Probabilistic Approaches in Comparative Analysis of Biological Networks and Sequences

Sahraeian, Sayed 1983-

Probabilistic Approaches in Comparative Analysis of Biological Networks and Sequences

Date

2013-01-07

Authors

Sahraeian, Sayed 1983-

Abstract

Comparative analysis of genomic data investigates the relationship of genome structure and function across different biological species to shed light on their similarities and differences. In this dissertation, we study two important problems in comparative genomics, namely comparative sequence analysis and comparative network analysis.

In the comparative sequence analysis, we study the multiple sequence alignment of protein and DNA sequences as well as the structural alignment of multiple RNA sequences. For closely related sequences, multiple sequence alignment can be efficiently performed through progressive techniques. However, for divergent sequences it is very challenging to predict an accurate alignment. Here, we introduce PicXAA, an efficient non-progressive technique for multiple protein and DNA sequence alignment. We also further extend PicXAA to PicXAA-R for structural alignment of RNA sequences. PicXAA and PicXAA-R greedily build up the alignment from sequence regions with high local similarity, thereby yielding an accurate global alignment that effectively captures local similarities among sequences.

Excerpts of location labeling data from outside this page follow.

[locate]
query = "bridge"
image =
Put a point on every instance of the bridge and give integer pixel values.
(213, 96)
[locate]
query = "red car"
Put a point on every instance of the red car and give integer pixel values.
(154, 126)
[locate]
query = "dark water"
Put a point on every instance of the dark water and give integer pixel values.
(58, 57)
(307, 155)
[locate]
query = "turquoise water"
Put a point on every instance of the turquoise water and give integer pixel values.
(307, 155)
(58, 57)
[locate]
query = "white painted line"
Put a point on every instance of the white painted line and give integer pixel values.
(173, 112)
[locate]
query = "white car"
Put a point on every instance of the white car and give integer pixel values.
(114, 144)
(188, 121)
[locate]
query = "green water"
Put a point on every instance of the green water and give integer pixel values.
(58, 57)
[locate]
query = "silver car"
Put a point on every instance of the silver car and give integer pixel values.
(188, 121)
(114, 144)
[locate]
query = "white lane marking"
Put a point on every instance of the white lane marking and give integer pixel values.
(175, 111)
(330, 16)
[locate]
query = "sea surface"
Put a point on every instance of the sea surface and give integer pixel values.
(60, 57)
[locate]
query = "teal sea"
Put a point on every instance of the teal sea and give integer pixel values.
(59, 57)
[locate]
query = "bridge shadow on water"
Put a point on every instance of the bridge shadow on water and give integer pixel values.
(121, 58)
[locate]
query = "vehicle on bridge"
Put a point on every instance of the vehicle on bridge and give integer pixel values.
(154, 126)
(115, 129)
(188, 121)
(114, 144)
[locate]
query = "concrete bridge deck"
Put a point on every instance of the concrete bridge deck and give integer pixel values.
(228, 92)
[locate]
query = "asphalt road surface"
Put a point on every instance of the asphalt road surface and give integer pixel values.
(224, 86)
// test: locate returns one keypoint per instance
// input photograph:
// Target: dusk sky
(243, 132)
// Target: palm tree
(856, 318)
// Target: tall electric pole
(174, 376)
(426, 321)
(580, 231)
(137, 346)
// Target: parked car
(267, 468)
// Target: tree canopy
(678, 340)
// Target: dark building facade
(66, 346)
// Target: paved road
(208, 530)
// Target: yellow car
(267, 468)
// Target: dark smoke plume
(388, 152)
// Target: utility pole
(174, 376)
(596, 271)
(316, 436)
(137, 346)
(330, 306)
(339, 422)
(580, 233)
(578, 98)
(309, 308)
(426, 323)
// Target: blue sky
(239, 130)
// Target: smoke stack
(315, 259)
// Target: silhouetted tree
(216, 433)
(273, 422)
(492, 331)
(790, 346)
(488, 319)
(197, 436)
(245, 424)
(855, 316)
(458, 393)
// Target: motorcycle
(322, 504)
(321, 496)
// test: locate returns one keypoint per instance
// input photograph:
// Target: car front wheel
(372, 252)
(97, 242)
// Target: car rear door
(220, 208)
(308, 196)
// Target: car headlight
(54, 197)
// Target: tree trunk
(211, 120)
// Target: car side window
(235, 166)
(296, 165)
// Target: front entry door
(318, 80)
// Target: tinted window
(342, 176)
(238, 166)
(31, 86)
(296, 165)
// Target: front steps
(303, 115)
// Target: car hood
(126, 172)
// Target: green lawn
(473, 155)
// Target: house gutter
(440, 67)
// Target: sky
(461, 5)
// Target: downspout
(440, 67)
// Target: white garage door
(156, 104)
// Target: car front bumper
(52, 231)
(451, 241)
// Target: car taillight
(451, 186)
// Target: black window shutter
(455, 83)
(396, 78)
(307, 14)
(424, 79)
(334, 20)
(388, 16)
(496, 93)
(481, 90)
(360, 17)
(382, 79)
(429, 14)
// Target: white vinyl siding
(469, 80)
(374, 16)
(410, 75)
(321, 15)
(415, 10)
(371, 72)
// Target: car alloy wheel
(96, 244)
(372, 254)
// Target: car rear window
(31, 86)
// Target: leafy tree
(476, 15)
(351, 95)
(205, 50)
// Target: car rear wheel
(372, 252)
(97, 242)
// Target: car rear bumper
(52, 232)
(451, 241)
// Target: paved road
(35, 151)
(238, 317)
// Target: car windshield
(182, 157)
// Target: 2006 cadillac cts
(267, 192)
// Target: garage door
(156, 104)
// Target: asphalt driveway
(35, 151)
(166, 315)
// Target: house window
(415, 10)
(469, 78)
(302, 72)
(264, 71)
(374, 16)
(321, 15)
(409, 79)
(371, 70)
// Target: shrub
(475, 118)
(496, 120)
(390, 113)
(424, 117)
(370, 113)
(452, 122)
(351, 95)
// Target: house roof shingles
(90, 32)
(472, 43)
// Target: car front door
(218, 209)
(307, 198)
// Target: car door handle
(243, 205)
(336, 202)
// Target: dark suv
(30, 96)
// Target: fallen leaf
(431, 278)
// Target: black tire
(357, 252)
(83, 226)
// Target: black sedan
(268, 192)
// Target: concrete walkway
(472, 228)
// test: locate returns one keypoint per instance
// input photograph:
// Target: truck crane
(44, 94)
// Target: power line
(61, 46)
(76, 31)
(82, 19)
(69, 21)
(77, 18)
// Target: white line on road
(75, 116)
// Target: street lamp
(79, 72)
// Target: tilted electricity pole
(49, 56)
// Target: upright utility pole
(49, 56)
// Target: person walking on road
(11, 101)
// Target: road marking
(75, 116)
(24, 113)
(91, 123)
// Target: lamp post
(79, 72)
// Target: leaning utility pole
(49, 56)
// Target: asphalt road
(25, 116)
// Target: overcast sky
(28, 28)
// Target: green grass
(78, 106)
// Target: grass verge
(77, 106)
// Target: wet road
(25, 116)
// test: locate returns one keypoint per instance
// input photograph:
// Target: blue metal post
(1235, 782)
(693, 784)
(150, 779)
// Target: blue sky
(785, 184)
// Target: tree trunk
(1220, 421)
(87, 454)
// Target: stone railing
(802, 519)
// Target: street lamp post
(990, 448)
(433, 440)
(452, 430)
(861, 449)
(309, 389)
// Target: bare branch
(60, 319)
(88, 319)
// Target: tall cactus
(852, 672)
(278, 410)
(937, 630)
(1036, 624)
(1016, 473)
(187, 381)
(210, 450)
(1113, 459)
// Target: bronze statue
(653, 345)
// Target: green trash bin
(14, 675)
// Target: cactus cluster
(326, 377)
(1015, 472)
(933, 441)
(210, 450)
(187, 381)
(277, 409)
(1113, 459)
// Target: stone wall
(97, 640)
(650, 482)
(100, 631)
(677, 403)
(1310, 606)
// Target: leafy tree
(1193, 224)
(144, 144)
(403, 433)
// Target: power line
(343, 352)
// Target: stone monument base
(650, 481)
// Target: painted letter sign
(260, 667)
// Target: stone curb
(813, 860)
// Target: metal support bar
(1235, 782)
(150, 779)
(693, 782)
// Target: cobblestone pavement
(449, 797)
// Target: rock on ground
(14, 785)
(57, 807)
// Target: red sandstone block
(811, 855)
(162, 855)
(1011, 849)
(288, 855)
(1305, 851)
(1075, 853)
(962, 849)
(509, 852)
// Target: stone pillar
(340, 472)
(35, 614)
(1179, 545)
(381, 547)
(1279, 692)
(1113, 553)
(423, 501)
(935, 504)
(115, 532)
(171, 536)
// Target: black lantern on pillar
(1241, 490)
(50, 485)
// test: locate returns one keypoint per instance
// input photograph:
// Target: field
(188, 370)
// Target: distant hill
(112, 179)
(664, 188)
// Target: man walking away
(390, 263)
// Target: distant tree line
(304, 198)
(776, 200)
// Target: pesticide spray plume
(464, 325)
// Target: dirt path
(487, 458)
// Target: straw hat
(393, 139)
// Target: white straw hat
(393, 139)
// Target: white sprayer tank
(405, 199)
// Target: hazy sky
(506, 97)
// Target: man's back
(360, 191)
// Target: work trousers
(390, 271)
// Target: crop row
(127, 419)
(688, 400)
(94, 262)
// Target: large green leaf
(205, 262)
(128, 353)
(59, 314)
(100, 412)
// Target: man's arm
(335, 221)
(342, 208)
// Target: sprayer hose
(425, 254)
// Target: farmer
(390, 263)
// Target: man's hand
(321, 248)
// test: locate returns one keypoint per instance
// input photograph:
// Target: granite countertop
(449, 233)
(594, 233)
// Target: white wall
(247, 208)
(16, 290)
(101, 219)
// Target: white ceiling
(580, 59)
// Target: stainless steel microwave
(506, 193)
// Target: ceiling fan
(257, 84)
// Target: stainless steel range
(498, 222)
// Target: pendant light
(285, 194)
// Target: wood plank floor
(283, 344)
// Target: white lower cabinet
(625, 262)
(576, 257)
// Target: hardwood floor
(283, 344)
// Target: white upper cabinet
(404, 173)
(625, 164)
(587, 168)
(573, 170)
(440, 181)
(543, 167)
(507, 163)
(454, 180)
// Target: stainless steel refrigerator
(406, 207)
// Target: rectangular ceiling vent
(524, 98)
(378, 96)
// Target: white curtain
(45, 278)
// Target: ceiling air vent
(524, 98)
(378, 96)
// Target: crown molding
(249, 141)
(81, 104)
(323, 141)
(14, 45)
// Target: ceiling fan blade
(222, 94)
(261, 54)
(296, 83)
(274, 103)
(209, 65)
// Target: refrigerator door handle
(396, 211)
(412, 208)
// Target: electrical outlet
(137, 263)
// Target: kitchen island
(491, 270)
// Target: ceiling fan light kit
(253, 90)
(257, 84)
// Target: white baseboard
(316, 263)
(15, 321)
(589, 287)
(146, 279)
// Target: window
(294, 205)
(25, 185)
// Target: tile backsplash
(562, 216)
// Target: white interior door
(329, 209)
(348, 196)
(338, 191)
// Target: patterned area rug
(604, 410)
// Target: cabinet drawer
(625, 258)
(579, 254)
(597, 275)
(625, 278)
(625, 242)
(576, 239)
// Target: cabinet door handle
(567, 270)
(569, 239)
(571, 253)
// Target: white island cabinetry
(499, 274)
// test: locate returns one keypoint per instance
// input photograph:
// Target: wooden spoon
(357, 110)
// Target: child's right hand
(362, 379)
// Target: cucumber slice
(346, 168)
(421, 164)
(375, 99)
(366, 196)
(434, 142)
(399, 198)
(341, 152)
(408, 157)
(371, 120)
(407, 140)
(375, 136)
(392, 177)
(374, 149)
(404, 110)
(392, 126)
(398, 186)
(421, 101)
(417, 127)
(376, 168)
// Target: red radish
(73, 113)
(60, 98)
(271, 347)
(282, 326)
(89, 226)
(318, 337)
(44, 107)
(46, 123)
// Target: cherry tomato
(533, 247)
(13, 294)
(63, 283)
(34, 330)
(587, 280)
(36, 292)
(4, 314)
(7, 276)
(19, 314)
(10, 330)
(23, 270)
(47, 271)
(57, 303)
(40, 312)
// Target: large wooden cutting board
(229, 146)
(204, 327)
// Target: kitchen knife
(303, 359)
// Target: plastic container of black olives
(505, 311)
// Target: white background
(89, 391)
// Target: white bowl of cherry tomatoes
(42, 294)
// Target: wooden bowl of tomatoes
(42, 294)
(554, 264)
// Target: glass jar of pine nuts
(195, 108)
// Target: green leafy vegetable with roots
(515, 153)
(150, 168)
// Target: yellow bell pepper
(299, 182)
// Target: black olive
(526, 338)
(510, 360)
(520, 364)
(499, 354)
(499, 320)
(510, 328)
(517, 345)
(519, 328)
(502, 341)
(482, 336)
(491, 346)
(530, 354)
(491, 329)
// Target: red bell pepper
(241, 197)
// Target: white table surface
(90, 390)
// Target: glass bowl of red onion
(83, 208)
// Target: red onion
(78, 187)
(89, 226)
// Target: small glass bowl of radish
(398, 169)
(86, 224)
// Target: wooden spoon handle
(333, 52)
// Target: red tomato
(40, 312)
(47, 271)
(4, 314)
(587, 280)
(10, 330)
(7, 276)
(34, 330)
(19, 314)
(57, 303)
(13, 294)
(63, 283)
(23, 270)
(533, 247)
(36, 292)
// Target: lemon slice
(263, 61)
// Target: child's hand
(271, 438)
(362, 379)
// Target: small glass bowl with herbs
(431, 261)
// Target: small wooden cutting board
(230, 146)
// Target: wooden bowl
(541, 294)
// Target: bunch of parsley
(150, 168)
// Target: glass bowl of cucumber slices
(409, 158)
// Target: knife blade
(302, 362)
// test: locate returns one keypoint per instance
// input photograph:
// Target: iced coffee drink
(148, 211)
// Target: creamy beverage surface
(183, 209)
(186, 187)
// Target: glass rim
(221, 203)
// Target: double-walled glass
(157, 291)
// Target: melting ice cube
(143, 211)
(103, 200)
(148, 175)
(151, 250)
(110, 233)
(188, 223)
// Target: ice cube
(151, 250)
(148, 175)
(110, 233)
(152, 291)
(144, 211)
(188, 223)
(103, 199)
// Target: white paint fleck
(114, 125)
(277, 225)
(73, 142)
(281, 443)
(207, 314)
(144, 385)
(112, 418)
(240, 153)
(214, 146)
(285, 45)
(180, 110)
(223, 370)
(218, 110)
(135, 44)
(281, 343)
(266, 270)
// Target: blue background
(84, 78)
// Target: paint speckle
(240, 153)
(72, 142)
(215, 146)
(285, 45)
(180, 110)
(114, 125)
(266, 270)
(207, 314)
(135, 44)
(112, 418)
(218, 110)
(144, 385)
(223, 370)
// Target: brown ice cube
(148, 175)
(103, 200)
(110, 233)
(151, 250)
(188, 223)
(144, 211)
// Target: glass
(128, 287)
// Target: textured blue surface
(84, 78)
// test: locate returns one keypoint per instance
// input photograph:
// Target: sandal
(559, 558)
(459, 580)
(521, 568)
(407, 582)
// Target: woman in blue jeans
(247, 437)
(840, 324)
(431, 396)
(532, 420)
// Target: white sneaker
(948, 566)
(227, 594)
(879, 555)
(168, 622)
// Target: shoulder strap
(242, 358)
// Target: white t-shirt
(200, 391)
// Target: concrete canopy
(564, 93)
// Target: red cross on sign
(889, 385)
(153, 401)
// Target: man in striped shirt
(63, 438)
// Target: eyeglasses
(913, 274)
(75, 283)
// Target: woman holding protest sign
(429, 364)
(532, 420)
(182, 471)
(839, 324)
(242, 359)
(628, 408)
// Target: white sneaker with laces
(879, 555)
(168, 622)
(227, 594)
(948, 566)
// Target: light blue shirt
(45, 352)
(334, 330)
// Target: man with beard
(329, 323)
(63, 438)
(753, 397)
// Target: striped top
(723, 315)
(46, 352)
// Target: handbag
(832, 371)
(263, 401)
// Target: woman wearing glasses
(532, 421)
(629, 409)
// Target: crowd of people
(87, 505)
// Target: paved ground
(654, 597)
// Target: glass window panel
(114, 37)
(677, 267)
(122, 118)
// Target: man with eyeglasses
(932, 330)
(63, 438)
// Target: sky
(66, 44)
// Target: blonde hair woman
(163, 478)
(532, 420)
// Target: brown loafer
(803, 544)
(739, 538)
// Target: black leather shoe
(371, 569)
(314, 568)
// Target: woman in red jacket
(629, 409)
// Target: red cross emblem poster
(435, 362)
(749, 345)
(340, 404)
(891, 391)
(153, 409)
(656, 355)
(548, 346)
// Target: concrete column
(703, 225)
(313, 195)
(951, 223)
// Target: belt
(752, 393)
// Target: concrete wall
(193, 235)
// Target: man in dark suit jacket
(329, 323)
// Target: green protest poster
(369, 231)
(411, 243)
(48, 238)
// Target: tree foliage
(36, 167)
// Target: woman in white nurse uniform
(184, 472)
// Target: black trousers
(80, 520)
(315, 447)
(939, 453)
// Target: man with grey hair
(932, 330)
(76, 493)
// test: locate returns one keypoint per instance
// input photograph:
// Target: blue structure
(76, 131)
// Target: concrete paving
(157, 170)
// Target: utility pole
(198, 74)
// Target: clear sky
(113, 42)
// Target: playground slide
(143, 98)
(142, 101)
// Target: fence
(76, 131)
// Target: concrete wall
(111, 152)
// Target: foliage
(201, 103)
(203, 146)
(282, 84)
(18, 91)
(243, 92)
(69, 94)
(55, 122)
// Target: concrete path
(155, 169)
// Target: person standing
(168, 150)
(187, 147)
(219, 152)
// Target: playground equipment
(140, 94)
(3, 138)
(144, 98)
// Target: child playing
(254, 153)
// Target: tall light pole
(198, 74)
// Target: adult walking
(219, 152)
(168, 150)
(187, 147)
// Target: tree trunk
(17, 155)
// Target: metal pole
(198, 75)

As another important research area in comparative genomics, we also investigate the comparative network analysis problem. Translation of increasing number of large-scale biological networks into meaningful biological insights requires efficient computational techniques. One such example is network querying, which aims to identify subnetwork regions in a large target network that are similar to a given query network. Here, we introduce an efficient algorithm for querying large-scale biological networks, called RESQUE. RESQUE adopts a semi-Markov random walk model to probabilistically estimate the correspondence scores between nodes that belong to different networks. The target network is iteratively reduced based on the estimated correspondence scores until the best matching subnetwork emerges. The proposed network querying scheme is computationally efficient, can handle any network query with an arbitrary topology, and yields accurate querying results. We also extend the idea used in RESQUE to develop an efficient algorithm for alignment of multiple large-scale biological networks, called SMETANA. SMETANA outperforms state-of- the-art network alignment techniques, in terms of both computational efficiency and alignment accuracy.

The accomplished studies have enabled us to provide a coherent framework for probabilistic approach to comparative analysis of biological sequences and networks. Such a probabilistic framework helps us employ rigorous mathematical schemes to find accurate and efficient solutions to these problems.